NRGBoost: Energy-Based Generative Boosted Trees

Bravo, João

arXiv.org Artificial Intelligence 

Despite the rise to dominance of deep learning in unstructured data domains, treebased methods such as Random Forests (RF) and Gradient Boosted Decision Trees (GBDT) are still the workhorses for handling discriminative tasks on tabular data. We explore generative extensions of these popular algorithms with a focus on explicitly modeling the data density (up to a normalization constant), thus enabling other applications besides sampling. As our main contribution we propose an energy-based generative boosting algorithm that is analogous to the second order boosting implemented in popular packages like XGBoost. We show that, despite producing a generative model capable of handling inference tasks over any input variable, our proposed algorithm can achieve similar discriminative performance to GBDT on a number of real world tabular datasets, outperforming alternative generative approaches. At the same time, we show that it is also competitive with neural network based models for sampling. Generative models have achieved tremendous success in computer vision and natural language processing, where the ability to generate synthetic data guided by user prompts opens up many exciting possibilities.

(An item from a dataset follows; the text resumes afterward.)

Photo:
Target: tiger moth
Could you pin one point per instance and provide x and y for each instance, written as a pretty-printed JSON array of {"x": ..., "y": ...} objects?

While generating synthetic table records does not necessarily enjoy the same wide appeal, this problem has still received considerable attention as a potential avenue for bypassing privacy concerns when sharing data. Estimating the data density, p(x), is another typical application of generative models which enables a host of different use cases that can be particularly interesting for tabular data. Unlike discriminative models which are trained to perform inference over a single target variable, density models can be used more flexibly for inference over different variables or for out of distribution detection. They can also handle inference with missing data in a principled way by marginalizing over unobserved variables. The development of generative models for tabular data has mirrored its progression in computer vision with many of its Deep Learning (DL) approaches being adapted to the tabular domain (Jordon et al., 2018; Xu et al., 2019; Fan et al., 2020; Engelmann & Lessmann, 2021; Zhao et al., 2021; Kotelnikov et al., 2023). Unfortunately, these methods are only useful for sampling as they either don't model the density explicitly or can't evaluate it due to untractable marginalization over high dimensional latent variable spaces.